7 Responses to “A Stupid Idea for New Year’s Eve”

  1. MartinWood.org Says:

    ERH : Why should Linux be any different?

    Elliotte Rusty Harold questions Linux as any normal consumer would – why can’t it use the same driver software as Windows?
    Link : Mokka mit Schlag » A Stupid Idea for New Year’s Eve
    I was asking myself the same question a few weeks back ins…

  2. David Says:

    I’ve had about equal difficulty installing Linux and Windows — in fact, I’ve given up on Windows installations a few times, when it simply wouldn’t play nice with some older hardware.

    Currently, my kids share a new, generic desktop computer with the Ubuntu Debian distribution and no Windows (the old computer had a corrupt Windows partition that we finally gave up on). Installing Ubuntu was almost embarassingly simple — I just booted from the CDROM, and it installed itself perfectly (though I did have to hunt down software with MP3 support, since Ubuntu leaves it out by default). I’ve never seen that with any OS I’ve tried to install, open- or closed-source. On my notebook, Ubuntu did require some fussing to get my wireless card and video adapter working, but then again, I had a lot of trouble with the video card under Windows ME as well.
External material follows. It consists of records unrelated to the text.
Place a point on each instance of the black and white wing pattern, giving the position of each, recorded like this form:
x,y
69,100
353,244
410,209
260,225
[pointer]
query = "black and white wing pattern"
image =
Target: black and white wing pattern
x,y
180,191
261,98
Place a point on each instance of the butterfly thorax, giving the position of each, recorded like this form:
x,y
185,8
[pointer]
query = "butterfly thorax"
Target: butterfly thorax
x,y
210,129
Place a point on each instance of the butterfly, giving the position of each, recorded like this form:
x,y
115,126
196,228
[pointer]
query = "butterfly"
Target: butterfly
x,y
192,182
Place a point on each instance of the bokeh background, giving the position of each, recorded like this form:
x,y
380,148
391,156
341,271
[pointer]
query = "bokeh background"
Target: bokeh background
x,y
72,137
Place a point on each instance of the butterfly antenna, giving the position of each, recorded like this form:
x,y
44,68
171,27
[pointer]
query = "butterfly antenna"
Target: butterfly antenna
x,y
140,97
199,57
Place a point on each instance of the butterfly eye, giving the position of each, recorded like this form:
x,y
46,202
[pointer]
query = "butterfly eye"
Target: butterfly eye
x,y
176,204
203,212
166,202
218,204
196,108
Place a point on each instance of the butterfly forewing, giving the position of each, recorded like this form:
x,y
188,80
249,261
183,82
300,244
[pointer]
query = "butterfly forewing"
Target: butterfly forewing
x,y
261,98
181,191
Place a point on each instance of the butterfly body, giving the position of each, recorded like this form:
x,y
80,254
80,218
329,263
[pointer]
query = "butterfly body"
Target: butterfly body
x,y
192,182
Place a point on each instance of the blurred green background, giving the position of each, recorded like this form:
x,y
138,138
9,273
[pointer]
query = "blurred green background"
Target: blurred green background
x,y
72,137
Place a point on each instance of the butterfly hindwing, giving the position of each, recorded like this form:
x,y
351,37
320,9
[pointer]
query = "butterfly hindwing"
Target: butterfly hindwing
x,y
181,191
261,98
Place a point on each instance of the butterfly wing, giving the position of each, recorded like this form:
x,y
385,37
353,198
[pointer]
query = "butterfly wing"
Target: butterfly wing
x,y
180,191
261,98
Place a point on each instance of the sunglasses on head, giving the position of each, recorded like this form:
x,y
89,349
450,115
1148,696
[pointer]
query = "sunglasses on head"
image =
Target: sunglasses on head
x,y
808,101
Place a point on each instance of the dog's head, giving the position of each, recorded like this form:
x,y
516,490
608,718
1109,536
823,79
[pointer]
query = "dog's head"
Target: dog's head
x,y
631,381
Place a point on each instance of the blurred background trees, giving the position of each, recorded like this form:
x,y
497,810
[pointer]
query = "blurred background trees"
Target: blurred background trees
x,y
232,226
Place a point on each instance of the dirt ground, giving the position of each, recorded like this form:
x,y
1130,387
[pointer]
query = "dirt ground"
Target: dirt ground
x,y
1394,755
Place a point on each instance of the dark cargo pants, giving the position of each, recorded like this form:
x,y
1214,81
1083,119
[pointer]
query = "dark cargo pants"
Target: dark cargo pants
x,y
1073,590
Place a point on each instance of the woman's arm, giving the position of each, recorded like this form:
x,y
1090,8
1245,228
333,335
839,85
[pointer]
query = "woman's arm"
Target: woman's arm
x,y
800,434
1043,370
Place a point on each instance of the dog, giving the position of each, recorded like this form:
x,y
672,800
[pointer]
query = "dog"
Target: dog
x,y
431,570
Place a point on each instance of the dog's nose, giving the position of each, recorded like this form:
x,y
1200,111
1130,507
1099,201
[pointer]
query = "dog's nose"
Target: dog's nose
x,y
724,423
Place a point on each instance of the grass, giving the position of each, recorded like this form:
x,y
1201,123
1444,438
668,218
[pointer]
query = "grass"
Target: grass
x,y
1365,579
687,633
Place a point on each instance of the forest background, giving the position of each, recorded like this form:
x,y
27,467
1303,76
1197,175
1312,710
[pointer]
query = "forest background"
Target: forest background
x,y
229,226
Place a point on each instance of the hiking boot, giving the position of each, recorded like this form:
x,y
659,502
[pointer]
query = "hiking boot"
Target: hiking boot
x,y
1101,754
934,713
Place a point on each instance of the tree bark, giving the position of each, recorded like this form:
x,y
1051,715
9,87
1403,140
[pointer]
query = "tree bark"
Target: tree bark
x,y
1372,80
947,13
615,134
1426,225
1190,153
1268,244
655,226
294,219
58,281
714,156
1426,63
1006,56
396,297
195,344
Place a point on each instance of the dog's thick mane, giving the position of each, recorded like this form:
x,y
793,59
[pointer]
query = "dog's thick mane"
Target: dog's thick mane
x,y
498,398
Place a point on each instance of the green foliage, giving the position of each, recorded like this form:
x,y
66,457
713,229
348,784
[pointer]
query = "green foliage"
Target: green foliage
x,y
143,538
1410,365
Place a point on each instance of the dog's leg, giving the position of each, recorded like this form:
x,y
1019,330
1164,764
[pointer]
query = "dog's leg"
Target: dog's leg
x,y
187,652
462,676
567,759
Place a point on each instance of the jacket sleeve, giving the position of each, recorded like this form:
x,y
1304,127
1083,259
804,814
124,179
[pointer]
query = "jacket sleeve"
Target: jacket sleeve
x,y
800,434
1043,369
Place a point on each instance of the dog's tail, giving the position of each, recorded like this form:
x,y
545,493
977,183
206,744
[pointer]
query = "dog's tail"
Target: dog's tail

    In general, I don’t think there’s any excuse for computers to be so complicated, no matter what OS we’re running. Linux won’t establish itself on the desktop per se, but as the browser gradually replaces the desktop, the whole question of choosing an OS will become about as interesting as choosing a BIOS. Even now, the only things my kids do outside the browser is word processing for homework and downloading/ripping/playing/burning MP3s (which remains legal here in Canada). I expect to see usable word processing in the browser soon.

  3. Stuart Says:

    This leaves Linux dependent on non-GPL software, and a simple interface change on the part of MS (new flavor of OS) would be highly disruptive. That said, there is precedent for this approach in drivers for Wireless (802.11) cards. It is certainly a reasonable “back-up” if a native driver can not be found. Perhaps emulating on top of/utilizing MacOS X drivers would be a safer bet.

  4. Mike Says:

    I’m not a developer and maybe there is real difficulty to use windows drivers.
    But personally, I don’t think it would be enough: I personally use Linux for about 3 years now and there is not much hardware problem. Most hardware is correctly detected and relatively easy to configure. And once it is configured, it works for a long time.

    No, the real problem is the desktop. I use Gnome because of Ubuntu. I sometimes swith to Kubuntu and KDE when I’m boring of Gnome. I also use XFCe sometimes. So, I can use many desktop and this is nice but each time, I lose all my menus, all my parameters all my desktop.
    Each desktop have their application (gaim if I use Gnome, Kopete if I use KDE, …).
    KDE uses a lot of CPU.
    Gnome is not really intuitive.

    I hoped that freedesktop.org will make join all this competitor so end user could have the best of all.
    I hoped that application developer could make software that are not sticky to a particular desktop.
    I hoped I could have my preferences independent from the desktop I use.

    But I now think it’s just a dream.
    Finally, some says that competition between developer is Linux’s force. I’m not so sure about it …

  5. Bob Herrmann Says:

    Its not a bad idea. In fact many laptop wireless cards are supported using ndiswrapper.sf.net – it does this very thing. This is how I use my Dell Wireless adapter in my Fedora 4 linux laptop, it uses the WinXP drivers. It actually works very well. I would imagine video drivers require a lot of tweaky stuff, where as network drivers might be more cut and dry at replacment. Perhaps using WinXP video drivers on Linux will come.

  6. Neil Greenwood Says:

    Slightly off-topic, I had the opposite experience yesterday. In my 3- or 4-year-old PC, I swapped my hard discs from the motherboard IDE interface to a new PCI IDE controller.
    Ubuntu coped perfectly. Knoppix and bootable GNU/Linux distros work fine. Windows 2000 starts booting (off the moved hard disc’s MBR), then BSODs, saying “INACCESSIBLE_BOOT_DEVICE”.

    Go figure…

  7. zzz Says:

    Dude nice idea BTW stop this emulation nonsens make a program recopling the WIN drivers and making it linux ready.